许多年以后秦王的坟被扒出来,还被百姓说着慕容连也太小心眼儿了些,怎么皇位得了还得找人掘了自己兄弟的坟。

此乃后话,暂且不提。

京中腥风血雨之时,顾炎已从边疆消失。慕容连登基那天,楚平王府一夜之间成了空宅,全府上下一人不见,人去楼空,听说,那库房里头,连一粒灰都没留下。难免教人想入非非,毕竟,这世子爷的原配可和新皇有那么一段说不清道不明的过往。

昭宁初年十月,中宫。

“皇帝那处有什么消息了吗?”

“没,底下的人还是查的紧,咱们的人也还是拦得紧。就是有两回都快被今上找着了,却被云生结海楼的人帮着又给掩了过去。”

“自然,云生结海楼与我秦家颇有渊源出手相助再正常不过。”秦晚摆摆手,让人下去,自己一人坐在窗前修剪着花枝。

自打当了皇后之后,这中宫的大殿里头,伺候的人乌泱泱一片,让人烦闷的很。她被窗外一声黄鹂鸟叫吸引,抬头望去,见红衣宫娥从远处走过,极为年轻的脸上却露出几分不匹配年纪的笑。

将注意力从新放到眼前的花枝上,秦晚便修剪着,边念叨:“顾大哥你争气些,我可都拦着老六那厮了,你要先找到央央,好生过那神仙眷侣的日子吧。”
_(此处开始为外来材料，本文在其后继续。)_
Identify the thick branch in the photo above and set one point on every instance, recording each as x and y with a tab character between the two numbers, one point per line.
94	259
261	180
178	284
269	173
念叨几句,秦晚就唤了小厨房做了些养生的汤水喝,喝的时候还想着,自己一定要长命百岁活得比慕容连那厮长,这般才能护着顾大哥和央央一辈子。

却从没想过,自己是不是就要这般被禁宫锁了一辈子。

犹记得当年,鸿宾楼高台之上,和北央言语,没想到,最后还是北央福气些,逍遥自在。

十月的边疆寒风刺骨,关外深处更是早已被漫天大雪覆盖。

大雪之中,是顾炎与顾悲一黑一白身影在山中迎风而行,顾炎纶巾被风吹得凌乱。顾悲束金冠,一声窄袖金丝黑衣个子比之年纪,倒是长得快了。

“大哥,为什么不上山,我们已在山脚徘徊三日。”

顾炎面无表情,只望了望山顶处:“不是不上山,是上不去。离念后人精通奇门遁甲,若无人领路,你我二人便会被困死在这处。但离念后人又不是见死不救之人,是以只要心诚些,路自然就通了。”

“好个刁钻的蛮徒。”

“那不是蛮徒,是救了昭昭的恩人。”

顾炎每每回想,都庆幸自己没被云一诓了去。原当着出家之人不打诳语,没成想,一诓骗他就是半年,若没秦晚那封信,怕是不知要被蒙在骨子里头到何时。

后来找了云一,纠缠许多日,云一才说了实话。

那夜大火,是北央自己放的,在大火漫天之前,她已逃出升天。之所以能逃,是因嘉儿放了她。不过却是有要求的,用了烈毒,自毁容貌。

当时云一仍中软骨散,后头若不是北央在鬼域入口进不得其内,怕是也不会找了云一。

那毒太过烈,容貌被毁,怕是命也长不了。如果没有云一带着北央去找了离念后人,怕是...

至于那锦盒,听云一说来,嘉儿从小不识字,便是仿着昭昭的字迹才习得诗书,想要仿照昭昭字迹作假,信手拈来再简单不过。

所以那折磨他许久的梦不是梦,那满脸缠着白布之人,就是他的昭昭。

“昭昭所受之苦,该是千倍百倍的还在我身上。三日也好,一年也罢,心诚则灵。”

话音落,忽见面前大雪突然分开,中间出现一条清浅指引。顾悲顺着那印记向前看,冷哼一声:“这人倒是厉害,还能在大雪之中埋了锦盒。”说着,上前一步将那指引里头的东西给挖了出来,待看清留字,一时不知如何是好:“说是让我们修了石阶。”

顾炎取过顾悲手中信件,仔细瞧了瞧,扯了嘴角。

“嗯,修吧,等昭昭日后下山的时候也方便些。”

如此,山路瞬间清晰许多,在漫天飞雪之中也不会寻不得方向。而顾炎,不让顾悲帮忙,就当真一人每日从山下抬了重石,一步一步开始修起了石阶。

顾悲时常想着,许是他嫂子已死,这法子,不过是让他大哥有个活着的盼头。不然山路迢迢,真要修了石阶,要修到猴年马月去了。

不喜旁人这般戏弄,年夜那天,找了要喝酒的借口,顾悲从另一处山险处开始借着绳索开始往上爬。半大的年纪,心思够稳,也够狠。一双手被绳索磨得都是血,万丈深渊也没拦了顾悲的去路。

日初之时,爬上山巅,山巅一处诺大石屋门口,一时被门口之人晃了眼,脚步一滑,又跌了回去。

原当着要命丧深渊,一道白练带有内力缠了顾悲的腰身儿又将他给拽了回去。